ご挨拶

■附属図書館長ご挨拶

 附属図書館は、これまで学内組織の協力を得つつ、本学が所蔵する貴重資料などを広く公開する展示事業を行ってまいりました。一昨年度は「数学の叡智 - その探求と発展 - 」と題した理数系領域初の展示、昨年度は「歴史家 二宮宏之の書棚」と題した歴史家の旧蔵書の展示と、毎年様々なテーマで特別展を開催し、好評を博しています。

 今回の特別展は、図書館情報メディア系綿抜豊昭教授のご指導のもとに、附属図書館と図書館情報メディア系との共催により、「江戸の遊び心 - 歌川国貞の描く源氏物語の世界 - 」と題して、「紫式部源氏かるた」を中心に各種資料を紹介することになりました。

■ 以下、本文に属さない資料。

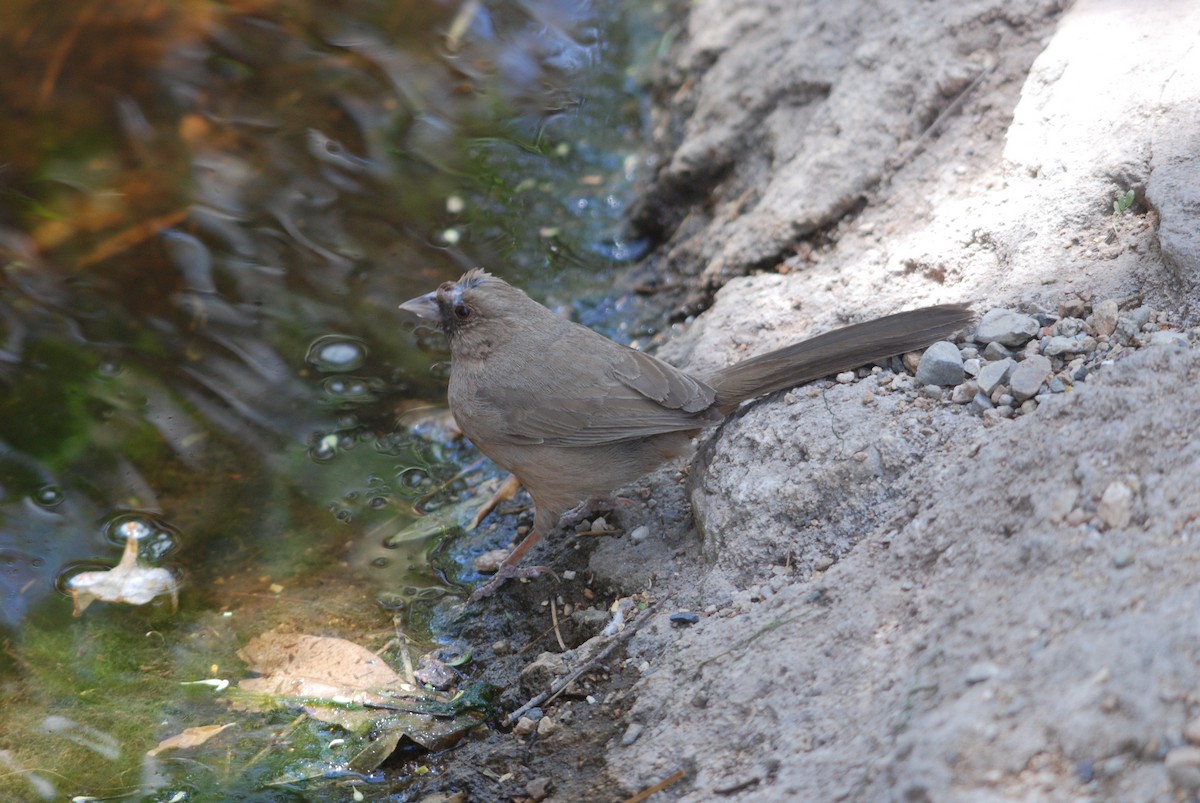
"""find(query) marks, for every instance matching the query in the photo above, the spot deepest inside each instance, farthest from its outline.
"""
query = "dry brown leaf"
(189, 738)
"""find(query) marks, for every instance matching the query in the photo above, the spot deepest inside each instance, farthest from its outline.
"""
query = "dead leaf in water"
(189, 738)
(339, 682)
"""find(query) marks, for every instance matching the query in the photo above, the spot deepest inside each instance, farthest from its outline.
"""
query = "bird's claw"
(504, 575)
(589, 508)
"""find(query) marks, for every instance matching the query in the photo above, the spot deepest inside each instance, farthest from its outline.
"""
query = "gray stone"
(964, 393)
(941, 365)
(1169, 337)
(1061, 345)
(994, 373)
(1005, 327)
(981, 672)
(1027, 377)
(995, 351)
(1104, 318)
(981, 403)
(1116, 504)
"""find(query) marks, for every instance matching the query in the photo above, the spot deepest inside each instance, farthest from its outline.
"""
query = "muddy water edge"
(208, 216)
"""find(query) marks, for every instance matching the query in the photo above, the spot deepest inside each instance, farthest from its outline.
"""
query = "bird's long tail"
(837, 351)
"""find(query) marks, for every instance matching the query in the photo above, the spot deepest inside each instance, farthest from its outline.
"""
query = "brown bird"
(575, 415)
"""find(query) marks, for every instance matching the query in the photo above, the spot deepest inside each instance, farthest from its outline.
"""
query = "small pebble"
(994, 375)
(941, 365)
(1104, 318)
(1059, 346)
(981, 402)
(981, 672)
(1192, 731)
(964, 393)
(1006, 328)
(1170, 339)
(1027, 377)
(1116, 504)
(995, 351)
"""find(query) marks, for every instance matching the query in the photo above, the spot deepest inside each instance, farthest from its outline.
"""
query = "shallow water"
(208, 216)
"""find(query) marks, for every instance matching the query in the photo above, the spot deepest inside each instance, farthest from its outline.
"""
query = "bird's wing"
(627, 395)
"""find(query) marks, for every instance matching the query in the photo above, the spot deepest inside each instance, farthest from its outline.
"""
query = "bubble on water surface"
(331, 353)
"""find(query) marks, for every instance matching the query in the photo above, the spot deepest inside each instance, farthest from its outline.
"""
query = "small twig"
(258, 756)
(406, 658)
(553, 617)
(557, 687)
(673, 778)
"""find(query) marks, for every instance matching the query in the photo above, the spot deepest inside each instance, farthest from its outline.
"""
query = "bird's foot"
(589, 508)
(504, 575)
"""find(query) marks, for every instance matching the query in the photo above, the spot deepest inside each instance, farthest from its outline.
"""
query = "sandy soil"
(899, 598)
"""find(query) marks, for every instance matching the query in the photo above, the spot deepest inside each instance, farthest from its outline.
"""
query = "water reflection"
(208, 214)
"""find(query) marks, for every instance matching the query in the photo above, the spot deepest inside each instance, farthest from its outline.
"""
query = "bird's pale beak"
(425, 306)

 「源氏物語」は、「桐壺」や「葵」といった巻名・内容はもちろん、作者の紫式部、主人公の光源氏などが、広く知られている作品です。本特別展では綿抜教授を中心に3名の先生方に様々な視点から「源氏物語」について解説していただきました。第1部は本学に所蔵する「源氏物語」の貴重書を中心に「源氏物語」との出会いについて、第2部は「源氏物語」が世の中にどのように知識化されたかについて、第3部は作者の紫式部像について、第4部は「源氏物語」をビジュアル化した「源氏絵」について、そして、第5部では最新のデシタル技術と貴重資料が融合した浮世絵鑑賞システムについて、それぞれ紹介いたします。

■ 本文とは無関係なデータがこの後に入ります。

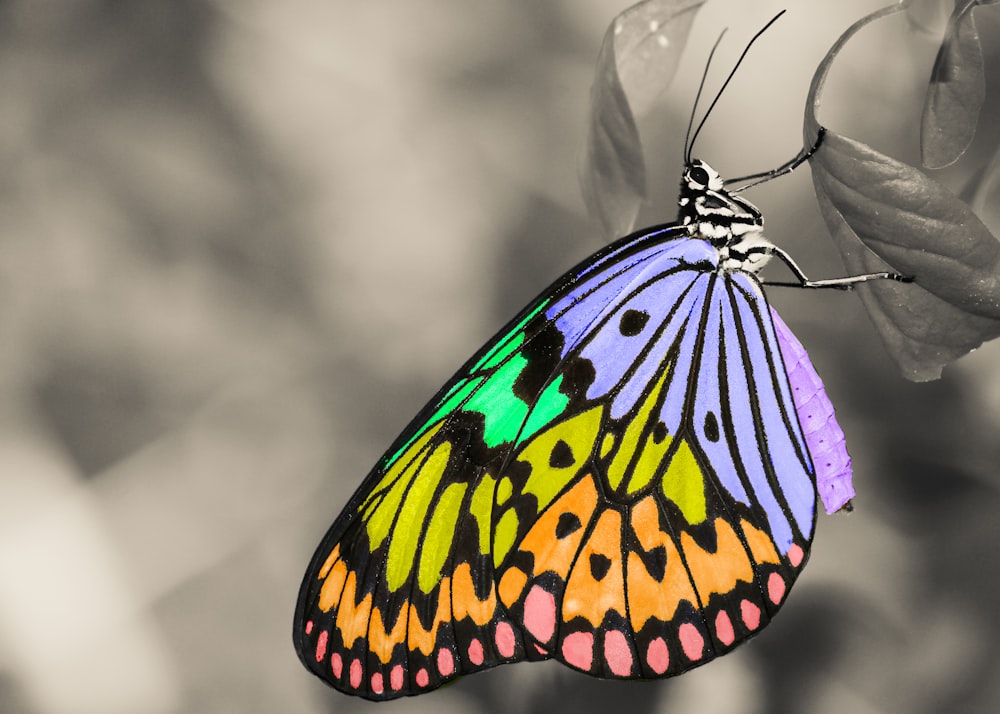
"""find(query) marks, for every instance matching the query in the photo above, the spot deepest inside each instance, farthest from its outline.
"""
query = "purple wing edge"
(823, 436)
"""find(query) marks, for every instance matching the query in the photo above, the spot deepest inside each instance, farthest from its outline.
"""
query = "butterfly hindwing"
(648, 544)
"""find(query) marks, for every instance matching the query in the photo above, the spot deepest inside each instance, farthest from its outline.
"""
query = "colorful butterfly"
(623, 479)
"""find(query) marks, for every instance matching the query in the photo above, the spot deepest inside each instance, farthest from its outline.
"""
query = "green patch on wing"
(493, 373)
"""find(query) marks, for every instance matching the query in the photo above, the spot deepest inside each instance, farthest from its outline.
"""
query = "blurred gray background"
(242, 243)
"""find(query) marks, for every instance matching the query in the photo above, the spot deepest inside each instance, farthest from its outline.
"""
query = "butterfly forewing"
(617, 480)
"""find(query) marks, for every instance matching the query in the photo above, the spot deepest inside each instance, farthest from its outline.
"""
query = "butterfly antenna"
(697, 97)
(728, 79)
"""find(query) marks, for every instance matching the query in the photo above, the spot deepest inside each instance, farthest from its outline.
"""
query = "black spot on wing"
(632, 322)
(561, 456)
(599, 565)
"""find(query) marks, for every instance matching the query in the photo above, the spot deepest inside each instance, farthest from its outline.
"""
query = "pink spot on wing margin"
(617, 653)
(540, 614)
(658, 655)
(321, 645)
(823, 435)
(692, 642)
(750, 614)
(504, 639)
(578, 650)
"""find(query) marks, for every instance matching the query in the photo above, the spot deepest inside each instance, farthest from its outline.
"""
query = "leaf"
(985, 200)
(638, 59)
(956, 92)
(882, 212)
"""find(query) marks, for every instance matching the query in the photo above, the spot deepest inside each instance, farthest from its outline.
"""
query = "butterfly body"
(620, 479)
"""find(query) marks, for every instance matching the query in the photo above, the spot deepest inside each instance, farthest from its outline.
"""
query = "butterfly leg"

 各部での展示資料は、書物としての「源氏物語」から浮世絵の「紫式部源氏かるた」まで多岐にわたり、様々な形で表現された、豊かな「源氏物語」の世界を知ることができることと思います。図録には本学芸術専攻の院生によるコラムも寄稿されており、図書館情報メディア系、人文社会系、芸術系と文理にまたがる様々な研究領域から、その成果を共に公開できるのは、総合大学としての筑波大学ならではのことであり、その基盤として常に異分野間の交流が盛んに行われていることが理解されると思います。皆さまには、展示される資料にさまざまな興味・関心をお寄せいただき、「源氏物語」の新たな世界を発見されることを期待しています。

 附属図書館特別展は、本学に蓄積された豊かな「知」を積極的に内外に向けて発信する、という附属図書館の取り組みの一つです。是非とも、多くの方々に、ご高覧いただければ幸いと考えております。

     
平成29年秋
附属図書館長 西川 博昭


■図書館情報メディア系長ご挨拶

   附属図書館と図書館情報メディア系の共催で、特別展「江戸の遊び心 - 歌川国貞の描く源氏物語の世界 - 」を催すこととなりました。二代目歌川国貞は梅蝶楼国貞とも呼ばれ、後に四代目歌川豊国を襲名した幕末から明治期にかけて活躍した絵師ですが、数多くの源氏絵を残しています。本特別展では本学が所有する国貞の「紫式部源氏かるた」を中心に、他の浮世絵師の源氏絵なども参考として展示しております。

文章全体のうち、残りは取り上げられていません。